El foco del conflicto se encuentra en la Red de Caminos Inca, el legendario sendero que miles de viajeros recorren cada año para alcanzar la maravilla del mundo. Según el organismo de control, un presunto error de configuración en la plataforma digital de venta de entradas permitió que más de veinticuatro mil boletos incluyeran, de manera gratuita, el acceso a la denominada Ruta Realeza Diseñada. Este circuito, conocido técnicamente como la Ruta 3-B, atraviesa sectores de un valor histórico incalculable, como el Templo del Cóndor y los recintos ceremoniales, y debería haber tenido un costo adicional según el tarifario oficial vigente.

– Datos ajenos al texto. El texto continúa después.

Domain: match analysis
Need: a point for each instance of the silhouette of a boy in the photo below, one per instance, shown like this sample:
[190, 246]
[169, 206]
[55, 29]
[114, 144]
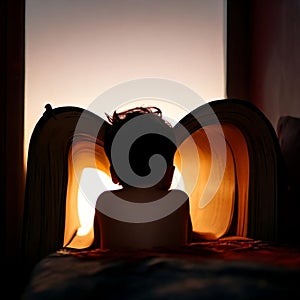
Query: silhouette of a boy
[145, 212]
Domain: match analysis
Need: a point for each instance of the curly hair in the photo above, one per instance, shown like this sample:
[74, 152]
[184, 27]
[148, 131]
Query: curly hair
[145, 145]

Entre agosto de 2024 y mayo de 2025, la plataforma estatal de venta virtual se convirtió en una puerta abierta sin vigilancia. Mientras los turistas disfrutaban de los andenes agrícolas y las estructuras sagradas, el erario nacional dejaba de percibir ingresos fundamentales para la conservación del patrimonio. La Contraloría ha señalado a nueve funcionarios y exfuncionarios del Ministerio de Cultura como presuntos responsables administrativos y civiles de esta negligencia. Estos servidores, vinculados a áreas de tecnología, estadística y tesorería, habrían validado y mantenido un sistema que ignoraba deliberadamente las normas de cobro establecidas.

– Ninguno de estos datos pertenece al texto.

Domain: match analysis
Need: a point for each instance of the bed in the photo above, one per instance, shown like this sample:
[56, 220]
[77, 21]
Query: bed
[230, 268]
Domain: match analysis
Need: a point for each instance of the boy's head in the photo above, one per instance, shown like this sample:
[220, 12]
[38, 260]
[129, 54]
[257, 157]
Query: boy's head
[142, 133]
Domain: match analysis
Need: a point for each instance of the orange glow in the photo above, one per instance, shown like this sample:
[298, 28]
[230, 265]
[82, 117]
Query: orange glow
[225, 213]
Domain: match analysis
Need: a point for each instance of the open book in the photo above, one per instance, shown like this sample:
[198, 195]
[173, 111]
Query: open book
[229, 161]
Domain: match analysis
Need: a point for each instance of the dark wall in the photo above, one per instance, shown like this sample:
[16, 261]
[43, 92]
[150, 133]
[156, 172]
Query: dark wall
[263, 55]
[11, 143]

La trama se vuelve más compleja al observar los intentos fallidos de corrección. En febrero de 2025, la opción de acceso gratuito fue retirada temporalmente tras detectarse la anomalía, lo que desató una ola de reclamos por parte de los operadores turísticos en Cusco. Ante la presión y la confusión administrativa, la plataforma volvió a habilitar el beneficio indebido, permitiendo que la pérdida económica siguiera creciendo durante tres meses más. Solo en mayo se aplicó una corrección definitiva, pero para entonces el daño ya estaba hecho y, según advierte el informe, la cifra del perjuicio podría incrementarse a medida que los boletos ya vendidos sean utilizados en el futuro.

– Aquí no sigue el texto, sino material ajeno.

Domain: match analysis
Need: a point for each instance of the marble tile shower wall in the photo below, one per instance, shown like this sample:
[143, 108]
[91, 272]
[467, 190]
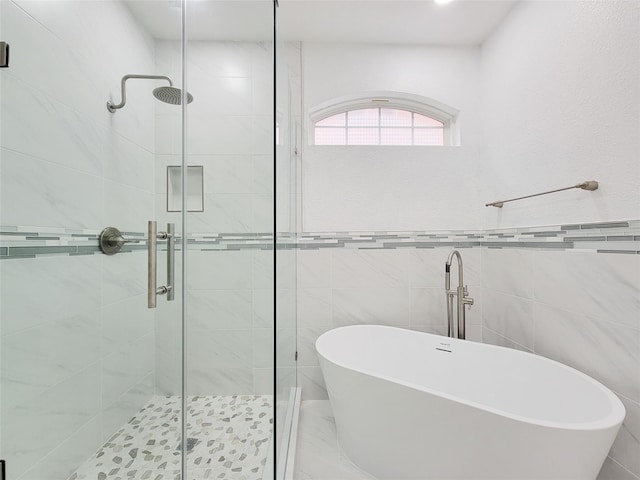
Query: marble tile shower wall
[77, 342]
[230, 292]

Este episodio deja una mancha en la gestión del sitio arqueológico más importante de Sudamérica. Lo que debió ser un proceso de modernización digital para facilitar el turismo se transformó en una vía de escape para recursos públicos vitales. Mientras la justicia determina el grado de culpabilidad de los involucrados, Machu Picchu sigue recibiendo a miles de visitantes, recordándonos que la preservación de la historia no solo depende de la solidez de sus muros de piedra, sino también de la transparencia y el rigor de quienes tienen la responsabilidad de administrarlos.